Sure, the fundamentals may be decidedly more favorable for countries other than Turkey, but as we saw with Russia in April (full recap of that episode here) and as we’re about to see with Russia again thanks to a renewed sanctions push, decent fundamentals will not carry the day if access to dollars is curtailed either by sanctions or simply because the Fed is contributing to a global dollar funding crunch.
That’s from one of several expansive pieces on Turkey we published Friday, and the overarching point in that passage is that some market participants seem to be underestimating the chances of a spillover from the lira situation into emerging markets as a group.
The collapse of the lira grabbed the spotlight late in the week, but it’s important to remember that the ruble is now staring down the prospect of sanctions on sovereign debt thanks to bipartisan legislation introduced by Lindsey Graham and Democratic Senator Bob Menendez earlier this month. Russian media published the full text of that bill on Wednesday and hours later, the State Department announced separate sanctions on Russia in connection with the Skripal case.
Depending on how much traction the Graham/ Menendez bill gets on the Hill and depending on whether additional sanctions are in the cards from the Skripal poisoning, the ruble could well be in for tough times.
Earlier this mont, Citi suggested USDRUB could go to “about 70” if the worst case scenario plays out and non-resident participation in the OFZ market falls to zero.

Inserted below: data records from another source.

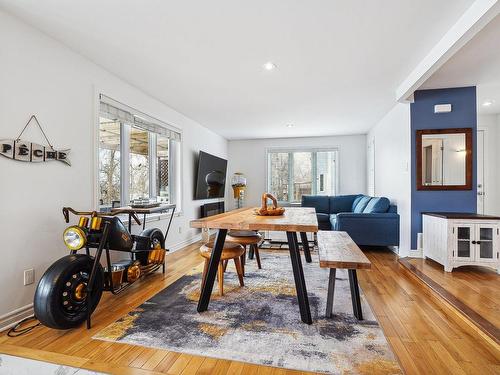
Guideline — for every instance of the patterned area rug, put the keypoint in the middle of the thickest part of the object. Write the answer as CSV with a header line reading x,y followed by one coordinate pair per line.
x,y
260,323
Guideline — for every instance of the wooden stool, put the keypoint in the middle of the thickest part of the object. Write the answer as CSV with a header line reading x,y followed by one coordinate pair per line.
x,y
231,251
246,238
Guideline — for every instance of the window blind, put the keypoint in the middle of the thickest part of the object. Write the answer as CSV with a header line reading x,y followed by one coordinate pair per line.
x,y
120,112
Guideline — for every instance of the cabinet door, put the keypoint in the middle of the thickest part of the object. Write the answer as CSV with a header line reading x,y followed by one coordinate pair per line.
x,y
464,237
486,242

Well, this week was the worst week for the currency since the 2015 oil crash and we’re now not too far from that target.
Asked this week by Bloomberg about that 70 target in light of how quickly we’re already getting there, Citi’s analysts said traders are already pricing that in. “Uncertainty will linger on at least until Congress is back from summer recess”, they noted.
Fidelity’s Paul Greer had a great series of soundbites this week on the extent to which “idiosyncratic” risk in EM doesn’t seem so “idiosyncratic” anymore.

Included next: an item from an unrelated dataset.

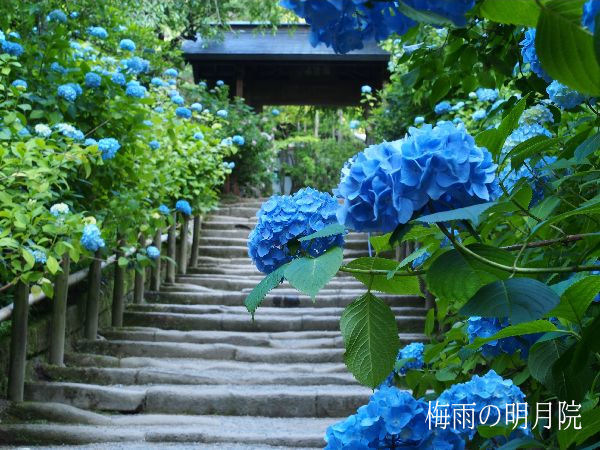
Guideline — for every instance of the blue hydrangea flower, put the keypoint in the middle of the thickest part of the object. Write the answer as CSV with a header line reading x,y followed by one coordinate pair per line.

“We remain anxious about the potential for further sanctions escalation between the U.S. and Russia, which will likely lead to further dislocation in Russian markets”, he told Bloomberg, in an interview, adding that while contagion from Turkey, Argentina and the April turmoil in Russian assets was previously contained, “this time, the move is broader.”
In that context, do note that Friday was the worst day for the MSCI EM FX gauge since May of 2017.

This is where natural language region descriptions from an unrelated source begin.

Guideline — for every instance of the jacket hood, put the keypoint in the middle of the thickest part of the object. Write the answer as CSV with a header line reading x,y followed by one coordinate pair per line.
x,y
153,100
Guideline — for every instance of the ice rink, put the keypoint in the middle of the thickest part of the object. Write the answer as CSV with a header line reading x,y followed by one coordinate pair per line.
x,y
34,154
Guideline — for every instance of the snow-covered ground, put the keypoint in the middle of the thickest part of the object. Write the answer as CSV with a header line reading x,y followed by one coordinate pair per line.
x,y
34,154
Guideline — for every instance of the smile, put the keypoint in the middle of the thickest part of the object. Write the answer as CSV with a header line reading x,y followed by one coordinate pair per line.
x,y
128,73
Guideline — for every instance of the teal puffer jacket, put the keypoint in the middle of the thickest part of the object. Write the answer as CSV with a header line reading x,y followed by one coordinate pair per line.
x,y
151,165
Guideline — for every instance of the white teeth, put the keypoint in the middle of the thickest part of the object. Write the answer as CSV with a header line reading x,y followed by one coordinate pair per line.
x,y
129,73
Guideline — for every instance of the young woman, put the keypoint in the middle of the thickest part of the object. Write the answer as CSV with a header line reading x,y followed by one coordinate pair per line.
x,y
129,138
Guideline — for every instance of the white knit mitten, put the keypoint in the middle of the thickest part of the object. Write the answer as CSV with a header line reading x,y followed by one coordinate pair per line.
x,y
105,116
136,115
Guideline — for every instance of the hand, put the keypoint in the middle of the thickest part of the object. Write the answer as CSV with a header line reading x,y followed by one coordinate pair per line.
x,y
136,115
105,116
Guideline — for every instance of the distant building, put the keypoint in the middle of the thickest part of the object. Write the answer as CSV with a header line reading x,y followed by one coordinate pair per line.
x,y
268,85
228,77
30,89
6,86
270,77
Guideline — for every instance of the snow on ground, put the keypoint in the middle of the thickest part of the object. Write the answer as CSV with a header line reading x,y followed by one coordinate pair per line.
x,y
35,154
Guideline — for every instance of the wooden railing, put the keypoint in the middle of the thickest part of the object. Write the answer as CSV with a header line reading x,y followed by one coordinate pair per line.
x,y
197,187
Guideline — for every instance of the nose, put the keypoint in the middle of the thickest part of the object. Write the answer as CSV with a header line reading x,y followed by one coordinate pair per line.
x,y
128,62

“US sanctions targeting Russia are already at a much more advanced stage but last week’s bipartisan bill introduced in Congress highlights considerable risks in case new measures affecting new sovereign debt and transactions of major state-owned banks are implemented”, Barclays wrote on Thursday, in their weekly emerging markets letter. Goldman, meanwhile, had this to offer on Friday:
If enacted, this [Senate] bill would have a much more severe impact on Russia’s macro economy and financial markets than the sanctions announced under the Chemical and Biological Weapons Control and Warfare Elimination Act of 1991, although the scope and details are still to be clarified. For now the senate bill could be seen as a warning ahead of the mid-term elections. From a macro standpoint as well, risks increase in the new year as the scheduled hike in indirect taxes could cut short any recovery in growth as a result of increased oil production. We will wait to see the precise details of the sanctions before altering our RUB forecasts, but it is clear that the currency is likely to trade weaker than the 61-63 range it has held since April as headline risk is to remain high at least until the mid-term election.
You can draw your own conclusions here, but I guess what I would encourage folks to consider is that in addition to the fact that the outlook for Turkey is now exceptionally dire and on top of the fact that sanctions on the OFZ market would be enormously destabilizing for Russian assets, this is all playing out against a backdrop where the administration in the U.S. is increasingly prone to leaning on unilateral sanctions and tariffs to “solve” problems.
When you combine that with a recalcitrant Fed and what hawkish U.S. monetary policy entails for EM sentiment, you’ve got yourself a rather toxic brew.